Trigonometry! #9

I will try , but I did it in other way ,

Take O coordinates as (0,0) and other as (a,b) , now by quadrants the coordinates signs will change and then applying mid point formula we can find the coordinates of the vertices of the triangle , and we can see that each side length is equal so equilateral or we can say that all the three coincide at one point , thus equilateral

Vectors and complex numbers would often offer easier bookkeeping, especially since there is so much rotation around.
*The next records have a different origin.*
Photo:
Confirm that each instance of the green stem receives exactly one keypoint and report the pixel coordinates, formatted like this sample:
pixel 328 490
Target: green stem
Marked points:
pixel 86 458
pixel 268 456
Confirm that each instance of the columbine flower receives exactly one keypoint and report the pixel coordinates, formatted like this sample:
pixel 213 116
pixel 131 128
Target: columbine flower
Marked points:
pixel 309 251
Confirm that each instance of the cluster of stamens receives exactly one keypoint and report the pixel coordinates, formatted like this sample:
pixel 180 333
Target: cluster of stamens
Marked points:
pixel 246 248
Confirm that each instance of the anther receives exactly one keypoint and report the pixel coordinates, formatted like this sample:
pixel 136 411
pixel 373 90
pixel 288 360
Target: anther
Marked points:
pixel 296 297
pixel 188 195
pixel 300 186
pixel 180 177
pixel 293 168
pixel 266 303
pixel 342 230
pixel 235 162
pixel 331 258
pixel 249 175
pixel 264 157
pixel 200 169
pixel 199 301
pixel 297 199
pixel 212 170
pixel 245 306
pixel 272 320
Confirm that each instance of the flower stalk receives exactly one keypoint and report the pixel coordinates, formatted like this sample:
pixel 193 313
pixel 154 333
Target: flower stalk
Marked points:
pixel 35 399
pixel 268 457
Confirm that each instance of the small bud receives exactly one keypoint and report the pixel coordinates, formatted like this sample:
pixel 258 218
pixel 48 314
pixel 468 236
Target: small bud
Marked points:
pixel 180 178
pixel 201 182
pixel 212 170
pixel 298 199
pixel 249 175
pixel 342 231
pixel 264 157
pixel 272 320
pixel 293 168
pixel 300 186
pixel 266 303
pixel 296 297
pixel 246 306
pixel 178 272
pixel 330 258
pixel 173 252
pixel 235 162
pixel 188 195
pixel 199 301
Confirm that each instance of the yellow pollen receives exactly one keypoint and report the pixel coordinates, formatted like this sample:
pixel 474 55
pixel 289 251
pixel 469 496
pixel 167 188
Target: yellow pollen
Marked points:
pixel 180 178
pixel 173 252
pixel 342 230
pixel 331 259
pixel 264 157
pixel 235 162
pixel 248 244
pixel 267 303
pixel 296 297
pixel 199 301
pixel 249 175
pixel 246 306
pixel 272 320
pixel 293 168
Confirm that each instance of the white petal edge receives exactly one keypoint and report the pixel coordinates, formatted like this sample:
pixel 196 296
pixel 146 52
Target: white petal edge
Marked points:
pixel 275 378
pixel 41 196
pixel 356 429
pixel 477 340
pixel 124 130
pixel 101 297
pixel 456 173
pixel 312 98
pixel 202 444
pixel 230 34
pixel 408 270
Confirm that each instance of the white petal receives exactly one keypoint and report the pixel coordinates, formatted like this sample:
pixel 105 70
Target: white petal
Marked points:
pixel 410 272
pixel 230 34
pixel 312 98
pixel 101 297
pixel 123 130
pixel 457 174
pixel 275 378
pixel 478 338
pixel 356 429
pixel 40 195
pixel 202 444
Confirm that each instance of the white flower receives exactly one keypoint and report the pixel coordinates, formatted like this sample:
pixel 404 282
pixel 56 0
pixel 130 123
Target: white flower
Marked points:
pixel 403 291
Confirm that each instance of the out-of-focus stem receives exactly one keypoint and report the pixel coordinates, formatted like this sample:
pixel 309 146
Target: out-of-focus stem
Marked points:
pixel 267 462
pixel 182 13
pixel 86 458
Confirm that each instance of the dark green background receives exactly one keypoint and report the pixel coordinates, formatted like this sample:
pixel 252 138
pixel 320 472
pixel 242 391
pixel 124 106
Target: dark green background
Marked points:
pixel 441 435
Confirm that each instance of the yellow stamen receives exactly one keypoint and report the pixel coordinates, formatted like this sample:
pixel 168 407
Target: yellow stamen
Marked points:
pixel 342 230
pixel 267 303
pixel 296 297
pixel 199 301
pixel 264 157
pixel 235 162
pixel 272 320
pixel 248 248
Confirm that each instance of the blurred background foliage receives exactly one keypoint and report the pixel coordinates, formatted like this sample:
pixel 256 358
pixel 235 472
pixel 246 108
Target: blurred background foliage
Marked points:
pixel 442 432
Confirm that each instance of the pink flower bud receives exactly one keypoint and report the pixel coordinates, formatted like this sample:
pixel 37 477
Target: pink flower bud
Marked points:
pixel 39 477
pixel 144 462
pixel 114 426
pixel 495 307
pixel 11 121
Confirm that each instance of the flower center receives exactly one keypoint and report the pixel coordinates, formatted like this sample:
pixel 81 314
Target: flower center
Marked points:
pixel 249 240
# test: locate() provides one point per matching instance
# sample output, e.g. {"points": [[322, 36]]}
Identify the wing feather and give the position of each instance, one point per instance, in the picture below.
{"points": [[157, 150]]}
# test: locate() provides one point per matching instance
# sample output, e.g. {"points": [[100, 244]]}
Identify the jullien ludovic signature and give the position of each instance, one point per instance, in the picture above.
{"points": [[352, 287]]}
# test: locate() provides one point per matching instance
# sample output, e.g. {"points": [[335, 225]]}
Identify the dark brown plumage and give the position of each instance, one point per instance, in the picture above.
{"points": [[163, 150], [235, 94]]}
Let the points be on the unit circle, with $A = \alpha, C = \beta , E = \gamma$ . Since $AB=CD=EF = r$ , we can treat $B, D, F$ as rotation of $A, C, E$ by the $60 ^ \circ$ = $\omega$ , where $\omega ^ 6 = 1$ . Thus $B = \alpha \omega, D = \beta \omega, F = \gamma \omega$ .

Then, $I$ is the midpoint of $BC$ , so its represented by $\frac{ \alpha \omega + \beta } { 2}$ . Likewise, $K = \frac{\gamma \omega + \alpha } { 2}$ and $J = \frac{ \beta \omega + \gamma } { 2}$ .

Now, we get that $\vec{KI} = \vec{I} - \vec{K} = \frac{ \alpha ( \omega - 1 ) + \beta - \gamma \omega } { 2}$ and likewise $\vec {IJ } = \frac{ - \alpha \omega + \beta ( \omega - 1) + \gamma } { 2}$ .

We can now easily verify that $\omega ^2 \vec{KI} = \vec{ IJ }$ which tells us that they are equal length, and meet at an angle of $2 \times 60 ^ \circ$ . Thus, we have an equilateral triangle.